Irga, Cotoneaster - variëteiten, teelt, snijden, voortplanting

Irga ( Cotoneaster ) is een struik die heel vaak in tuinen wordt aangeplant. De populariteit van irgi wordt ondersteund door zijn gemakkelijke teelt en talrijke decoratieve eigenschappen, bij sommige soorten is het ook zichtbaar in de winter. Irga kan een bodembedekker, haagplant zijn, geplant in bloembedden en in rotstuinen. Bekijk hoe u irgi in uw tuin kunt kweken en kies de beste soorten en variëteiten van irgi voor uw tuin.

Irga, Cotoneaster

Irga - Cotoneaster

Irga - soorten en variëteiten

Onder de naam van de irga ( Cotoneaster ) worden planten ingedeeld van het geslacht die behoren tot de rijke en diverse familie van de rozenfamilie. Er zijn meer dan 60 soorten irgi in de wereld (voornamelijk in Europa, Azië en Afrika). Dit zijn meestal niet veeleisende planten, die groeien op rotsachtige, arme gronden.

In Polen zijn er 3 soorten irgi in het wild :

Cotoneaster ( Cotoneaster integerrimus ) - ook wel gewone cotoneasterplant genoemd, komt in het wild voor in Azië en Europa, in Polen, voornamelijk in het zuiden van het land. Creëert losse, sterk vertakte struiken tot 1,5 m hoog. Enkele bladeren, eivormig rond, onderaan knoestig. Kleine, lichtroze bloemen. De vrucht is klein, bolvormig, rood of paarsrood.
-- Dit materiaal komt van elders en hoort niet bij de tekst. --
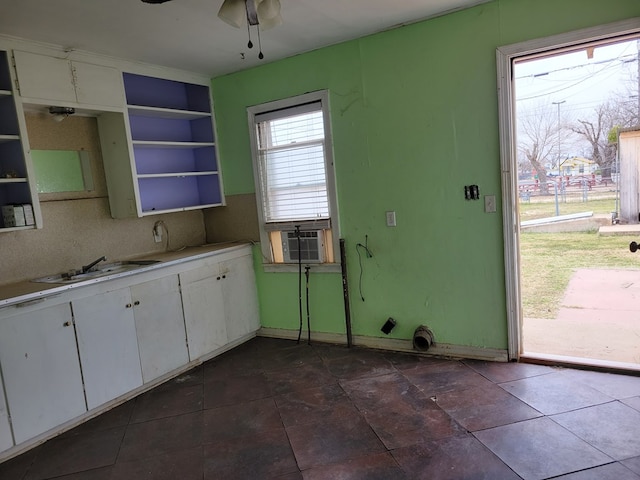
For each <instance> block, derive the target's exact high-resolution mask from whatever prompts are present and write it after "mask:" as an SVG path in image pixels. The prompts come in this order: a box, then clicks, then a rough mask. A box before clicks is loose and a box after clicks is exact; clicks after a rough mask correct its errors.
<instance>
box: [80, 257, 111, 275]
mask: <svg viewBox="0 0 640 480" xmlns="http://www.w3.org/2000/svg"><path fill="white" fill-rule="evenodd" d="M106 260H107V257H105V256H102V257H100V258H99V259H97V260H95V261H93V262H91V263H90V264H89V265H85V266H84V267H82V273H87V272H88V271H89V270H91V269H92V268H93V267H95V266H96V265H97V264H98V263H100V262H104V261H106Z"/></svg>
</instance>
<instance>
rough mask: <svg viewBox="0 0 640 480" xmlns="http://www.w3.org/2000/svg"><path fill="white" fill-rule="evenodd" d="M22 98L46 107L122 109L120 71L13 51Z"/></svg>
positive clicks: (102, 65)
mask: <svg viewBox="0 0 640 480" xmlns="http://www.w3.org/2000/svg"><path fill="white" fill-rule="evenodd" d="M13 56H14V59H15V65H16V72H17V75H18V85H19V91H20V95H21V97H23V99H28V101H29V102H31V101H33V103H44V104H47V105H50V104H53V102H58V103H59V104H61V105H63V106H64V105H68V104H79V105H91V106H101V107H113V108H122V107H123V106H124V103H125V99H124V87H123V85H122V78H121V76H120V72H119V71H118V70H116V69H115V68H111V67H107V66H103V65H93V64H90V63H84V62H78V61H72V60H68V59H65V58H57V57H50V56H48V55H40V54H37V53H31V52H22V51H19V50H14V52H13Z"/></svg>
Cotoneaster kutnerowata ( Cotoneaster nebrodensis - plant die erg lijkt op irgi common, maar met een kleiner verspreidingsgebied (in Polen alleen Tatra). Planten odróżnimy door het feit dat bij irgi kutnerowatej perceel kelk harig au irgi common is - nee. Cotoneaster kutnerowata bereikt ook grotere maten (2-3 m hoog) en veel vaker te vinden in de tuinbouw.

Irga kutnerowata

Irga kutnerowata - Cotoneaster nebrodensis

Foto Salicyna, CC BY-SA 4.0, Wikimedia Commons

Zwarte cotoneaster ( Cotoneaster niger ) - een brede struik tot 5 m hoog. Donkergrijze scheuten, jong behaard. Enkele, eivormige ronde bladeren, tot 5 cm lang. Mat aan de buitenkant, witachtig en kinky onder de plek. Bloemen klein, roze. De soort is het best te herkennen aan zijn zwarte ronde vrucht.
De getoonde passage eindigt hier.